İnsanlar, kolaya kaçmaya (aslında kendilerinden kaçmaya) meyilli olduklarından dolayı büyüyü tercih ederler.
Dedikoduyu, gıybet etmeyi, söylenti yaymayı, aralara fitne sokmayı hatta fesat düşünmeyi bile bu yüzden tercih ederler. Birşeyleri kolayca halletme güdüsü insanları kolayca toxic enstümanları kullanmaya itebiliyor. Özellikle de kinden ve garezden beslenen, intikam için yaşayan kişiler bu tuzağa kolayca düşebliyorlar. Halbuki temelde sadece kendi gelişim merkezlerinde kalamamaları ve bunun doğal bir sonucu olarak dış güdümlü ve kolayca sabote olabilen bir bilince evrilmeleri yatıyor. İnsanlar hiç olmadıkları kadar takıntılı ve birbirleri uğraşır hale geldiler bu devirde.
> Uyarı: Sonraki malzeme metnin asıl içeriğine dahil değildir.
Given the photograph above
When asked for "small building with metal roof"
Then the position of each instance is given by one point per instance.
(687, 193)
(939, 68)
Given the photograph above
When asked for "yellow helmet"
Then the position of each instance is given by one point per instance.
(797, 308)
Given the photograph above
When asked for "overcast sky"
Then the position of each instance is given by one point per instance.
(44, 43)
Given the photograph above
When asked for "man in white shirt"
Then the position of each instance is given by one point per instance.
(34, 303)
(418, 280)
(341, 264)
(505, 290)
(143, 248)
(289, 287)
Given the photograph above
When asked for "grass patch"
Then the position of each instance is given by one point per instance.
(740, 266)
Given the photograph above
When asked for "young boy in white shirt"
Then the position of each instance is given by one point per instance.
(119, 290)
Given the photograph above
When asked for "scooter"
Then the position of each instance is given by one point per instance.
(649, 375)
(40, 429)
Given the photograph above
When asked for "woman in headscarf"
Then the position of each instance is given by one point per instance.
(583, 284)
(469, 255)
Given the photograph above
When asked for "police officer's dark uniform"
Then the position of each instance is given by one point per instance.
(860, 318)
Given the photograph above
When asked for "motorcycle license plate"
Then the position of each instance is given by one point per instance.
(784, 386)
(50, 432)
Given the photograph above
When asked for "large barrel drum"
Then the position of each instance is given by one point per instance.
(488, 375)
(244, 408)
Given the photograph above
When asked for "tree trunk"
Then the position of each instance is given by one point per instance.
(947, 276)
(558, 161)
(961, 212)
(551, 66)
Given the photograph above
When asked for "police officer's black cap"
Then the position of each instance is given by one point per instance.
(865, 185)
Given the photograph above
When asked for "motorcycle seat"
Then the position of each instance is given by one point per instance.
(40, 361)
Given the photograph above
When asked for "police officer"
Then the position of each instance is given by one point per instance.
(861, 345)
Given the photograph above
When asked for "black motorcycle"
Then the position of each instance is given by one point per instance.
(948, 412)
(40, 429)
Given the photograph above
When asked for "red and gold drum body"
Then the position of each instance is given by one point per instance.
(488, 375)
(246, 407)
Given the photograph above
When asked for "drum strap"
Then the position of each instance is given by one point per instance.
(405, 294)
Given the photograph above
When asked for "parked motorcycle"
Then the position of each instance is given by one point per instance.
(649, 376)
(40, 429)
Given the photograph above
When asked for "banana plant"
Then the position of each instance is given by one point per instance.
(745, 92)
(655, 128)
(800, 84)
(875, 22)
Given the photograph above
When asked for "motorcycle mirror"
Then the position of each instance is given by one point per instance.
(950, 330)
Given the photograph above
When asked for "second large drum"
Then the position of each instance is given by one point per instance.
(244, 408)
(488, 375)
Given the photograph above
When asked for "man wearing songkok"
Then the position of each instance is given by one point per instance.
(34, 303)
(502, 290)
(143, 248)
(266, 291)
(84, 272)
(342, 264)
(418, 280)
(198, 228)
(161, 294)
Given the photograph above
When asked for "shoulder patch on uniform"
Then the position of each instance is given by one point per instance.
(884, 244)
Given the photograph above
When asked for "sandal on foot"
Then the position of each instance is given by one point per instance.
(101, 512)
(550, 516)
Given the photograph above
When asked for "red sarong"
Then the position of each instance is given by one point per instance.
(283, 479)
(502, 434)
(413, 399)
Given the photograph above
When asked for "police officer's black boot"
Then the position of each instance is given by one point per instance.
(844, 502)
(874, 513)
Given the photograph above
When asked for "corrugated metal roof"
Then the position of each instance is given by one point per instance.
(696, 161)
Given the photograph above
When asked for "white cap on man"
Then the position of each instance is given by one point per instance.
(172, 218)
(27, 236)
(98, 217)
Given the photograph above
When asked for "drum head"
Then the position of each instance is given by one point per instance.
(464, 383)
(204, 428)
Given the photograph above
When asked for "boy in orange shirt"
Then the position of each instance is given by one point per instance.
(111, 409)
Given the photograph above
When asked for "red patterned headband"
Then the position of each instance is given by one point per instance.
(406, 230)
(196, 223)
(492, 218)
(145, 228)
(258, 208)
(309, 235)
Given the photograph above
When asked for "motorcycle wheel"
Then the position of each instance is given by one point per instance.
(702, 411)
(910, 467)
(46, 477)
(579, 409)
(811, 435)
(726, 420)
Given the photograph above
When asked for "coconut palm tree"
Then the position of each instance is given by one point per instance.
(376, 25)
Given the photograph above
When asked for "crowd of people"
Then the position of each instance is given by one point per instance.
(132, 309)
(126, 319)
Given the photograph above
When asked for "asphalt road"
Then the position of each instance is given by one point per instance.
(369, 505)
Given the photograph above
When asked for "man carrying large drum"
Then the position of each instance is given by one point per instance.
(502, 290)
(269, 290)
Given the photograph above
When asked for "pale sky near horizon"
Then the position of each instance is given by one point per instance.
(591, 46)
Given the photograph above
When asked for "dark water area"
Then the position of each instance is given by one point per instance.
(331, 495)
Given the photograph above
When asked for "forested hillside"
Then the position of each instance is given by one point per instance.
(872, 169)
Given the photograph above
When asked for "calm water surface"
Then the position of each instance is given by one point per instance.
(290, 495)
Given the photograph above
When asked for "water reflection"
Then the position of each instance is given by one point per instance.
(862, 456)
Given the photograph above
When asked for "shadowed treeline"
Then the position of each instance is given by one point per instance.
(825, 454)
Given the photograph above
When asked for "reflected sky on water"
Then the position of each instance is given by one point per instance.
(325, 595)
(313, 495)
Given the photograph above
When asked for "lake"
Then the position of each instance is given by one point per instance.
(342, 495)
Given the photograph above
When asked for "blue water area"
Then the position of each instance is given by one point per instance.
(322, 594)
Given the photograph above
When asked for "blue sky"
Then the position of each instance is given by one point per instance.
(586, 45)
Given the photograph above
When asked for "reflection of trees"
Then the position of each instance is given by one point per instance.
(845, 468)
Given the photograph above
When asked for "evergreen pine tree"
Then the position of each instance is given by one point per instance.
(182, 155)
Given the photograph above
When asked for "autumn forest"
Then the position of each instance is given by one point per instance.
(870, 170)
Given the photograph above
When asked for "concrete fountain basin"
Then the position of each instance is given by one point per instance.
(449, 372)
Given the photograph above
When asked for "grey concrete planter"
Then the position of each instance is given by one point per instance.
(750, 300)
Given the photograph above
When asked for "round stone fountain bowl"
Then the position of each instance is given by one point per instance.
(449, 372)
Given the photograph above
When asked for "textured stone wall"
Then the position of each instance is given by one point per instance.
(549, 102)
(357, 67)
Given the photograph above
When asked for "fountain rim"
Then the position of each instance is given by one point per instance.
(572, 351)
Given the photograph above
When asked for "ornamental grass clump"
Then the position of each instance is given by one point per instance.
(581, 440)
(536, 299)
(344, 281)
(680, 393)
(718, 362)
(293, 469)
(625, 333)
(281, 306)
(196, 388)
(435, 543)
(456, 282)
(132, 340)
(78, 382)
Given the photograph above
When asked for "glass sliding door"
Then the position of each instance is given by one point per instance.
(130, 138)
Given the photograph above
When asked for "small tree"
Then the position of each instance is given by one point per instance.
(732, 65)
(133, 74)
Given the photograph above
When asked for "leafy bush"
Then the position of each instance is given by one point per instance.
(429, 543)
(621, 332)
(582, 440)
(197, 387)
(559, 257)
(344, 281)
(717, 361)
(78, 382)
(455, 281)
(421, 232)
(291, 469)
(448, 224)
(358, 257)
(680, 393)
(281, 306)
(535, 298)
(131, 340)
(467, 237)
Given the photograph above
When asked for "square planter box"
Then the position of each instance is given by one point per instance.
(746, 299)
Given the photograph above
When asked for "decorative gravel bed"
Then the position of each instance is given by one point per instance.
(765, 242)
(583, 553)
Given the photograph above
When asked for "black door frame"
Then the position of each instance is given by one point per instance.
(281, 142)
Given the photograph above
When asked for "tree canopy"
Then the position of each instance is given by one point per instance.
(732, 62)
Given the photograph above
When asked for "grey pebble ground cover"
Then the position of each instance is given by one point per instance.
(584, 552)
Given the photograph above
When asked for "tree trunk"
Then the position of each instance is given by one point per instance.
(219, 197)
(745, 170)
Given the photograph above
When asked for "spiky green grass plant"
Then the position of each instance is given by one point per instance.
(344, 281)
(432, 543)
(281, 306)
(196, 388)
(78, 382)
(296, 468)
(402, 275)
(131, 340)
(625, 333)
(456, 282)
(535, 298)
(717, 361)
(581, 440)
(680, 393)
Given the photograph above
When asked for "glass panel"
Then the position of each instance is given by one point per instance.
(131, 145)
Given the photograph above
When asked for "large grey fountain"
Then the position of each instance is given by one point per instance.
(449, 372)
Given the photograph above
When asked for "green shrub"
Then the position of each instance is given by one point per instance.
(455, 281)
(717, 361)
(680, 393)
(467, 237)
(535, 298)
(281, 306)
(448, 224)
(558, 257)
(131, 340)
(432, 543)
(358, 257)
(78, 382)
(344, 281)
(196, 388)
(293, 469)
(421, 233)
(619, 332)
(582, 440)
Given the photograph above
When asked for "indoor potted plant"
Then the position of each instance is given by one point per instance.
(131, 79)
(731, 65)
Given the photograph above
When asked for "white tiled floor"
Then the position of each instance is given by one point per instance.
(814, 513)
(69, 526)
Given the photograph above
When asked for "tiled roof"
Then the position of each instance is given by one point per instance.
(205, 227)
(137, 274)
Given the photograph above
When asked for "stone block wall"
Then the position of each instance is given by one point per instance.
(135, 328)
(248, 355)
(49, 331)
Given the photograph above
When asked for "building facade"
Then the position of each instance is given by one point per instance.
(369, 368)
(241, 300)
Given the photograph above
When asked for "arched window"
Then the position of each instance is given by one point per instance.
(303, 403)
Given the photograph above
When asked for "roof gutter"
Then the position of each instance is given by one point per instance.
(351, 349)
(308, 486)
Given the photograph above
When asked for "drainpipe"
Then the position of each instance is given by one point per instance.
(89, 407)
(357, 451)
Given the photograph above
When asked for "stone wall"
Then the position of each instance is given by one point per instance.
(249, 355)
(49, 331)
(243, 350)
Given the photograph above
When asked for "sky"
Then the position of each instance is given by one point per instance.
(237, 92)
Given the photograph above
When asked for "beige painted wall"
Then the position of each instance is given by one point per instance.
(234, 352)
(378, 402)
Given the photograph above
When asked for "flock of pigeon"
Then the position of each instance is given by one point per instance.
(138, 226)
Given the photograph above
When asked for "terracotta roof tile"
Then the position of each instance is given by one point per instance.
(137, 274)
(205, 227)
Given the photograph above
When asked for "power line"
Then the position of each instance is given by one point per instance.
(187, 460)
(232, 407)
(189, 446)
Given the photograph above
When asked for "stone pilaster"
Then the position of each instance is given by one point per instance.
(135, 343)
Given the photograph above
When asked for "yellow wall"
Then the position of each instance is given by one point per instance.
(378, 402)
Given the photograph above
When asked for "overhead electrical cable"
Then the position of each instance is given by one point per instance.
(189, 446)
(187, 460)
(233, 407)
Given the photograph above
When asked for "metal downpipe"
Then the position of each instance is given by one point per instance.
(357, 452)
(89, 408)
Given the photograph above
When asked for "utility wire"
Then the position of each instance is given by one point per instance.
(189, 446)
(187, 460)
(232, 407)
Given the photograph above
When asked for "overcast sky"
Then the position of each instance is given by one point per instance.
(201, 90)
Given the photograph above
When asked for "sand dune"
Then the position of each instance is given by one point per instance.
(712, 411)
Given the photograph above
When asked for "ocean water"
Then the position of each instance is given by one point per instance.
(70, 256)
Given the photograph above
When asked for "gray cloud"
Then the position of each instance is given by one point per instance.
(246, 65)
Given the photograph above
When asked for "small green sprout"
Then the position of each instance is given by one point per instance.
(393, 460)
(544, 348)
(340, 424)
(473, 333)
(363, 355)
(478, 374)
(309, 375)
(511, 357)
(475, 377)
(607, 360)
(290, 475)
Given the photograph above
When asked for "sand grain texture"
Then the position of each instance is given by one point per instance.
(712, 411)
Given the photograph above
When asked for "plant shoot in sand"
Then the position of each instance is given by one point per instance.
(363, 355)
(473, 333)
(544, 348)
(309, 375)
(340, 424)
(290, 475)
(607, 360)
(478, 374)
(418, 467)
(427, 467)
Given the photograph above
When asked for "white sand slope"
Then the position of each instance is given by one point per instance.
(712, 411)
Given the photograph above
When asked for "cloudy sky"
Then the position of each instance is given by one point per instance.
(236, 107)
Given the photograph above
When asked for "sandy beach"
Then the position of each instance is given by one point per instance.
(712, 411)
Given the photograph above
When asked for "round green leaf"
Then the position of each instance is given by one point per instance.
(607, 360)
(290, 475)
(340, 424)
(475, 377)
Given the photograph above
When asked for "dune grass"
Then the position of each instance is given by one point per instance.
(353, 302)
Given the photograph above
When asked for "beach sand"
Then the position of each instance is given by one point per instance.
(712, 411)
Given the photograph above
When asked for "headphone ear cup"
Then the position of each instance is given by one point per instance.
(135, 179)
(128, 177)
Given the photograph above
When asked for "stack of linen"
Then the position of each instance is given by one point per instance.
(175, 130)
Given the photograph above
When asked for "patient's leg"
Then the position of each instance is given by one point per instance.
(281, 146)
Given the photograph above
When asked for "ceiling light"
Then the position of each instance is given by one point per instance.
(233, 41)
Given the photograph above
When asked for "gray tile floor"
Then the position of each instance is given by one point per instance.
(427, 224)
Ekranların panel kalitesi nasıl ki pixellerin yoğunluğu ve yüksek tazeleme hızları ile ölçülüyorsa, akıllı beyinlerin kalitesi de içinde dönen sağlıklı fikirlerin pixelleri olan nöron yoğunluğu ile ölçülür. Bir çok beyin gerçekten çok düşük çözünürlüklüdür. Hatta ekran tazeleme hızı da çok yavaş çalışır. Vizyon sığmaz içine. Düşük çözünürlükte oldukları için büyük resmi göremezler, göstersen de düşük çözünürlükte kaldıkları için o resim onlara sisli ve buğulu gözükür. Mecburen resmin küçük bir tarafını büyütürler ve orasında kalırlar.
Kadim maji ile uğraşan emektar kişileri bunun dışında tutuyorum. Hedef aldığım kitle, majisyenleri kötü gösteren o the kitle.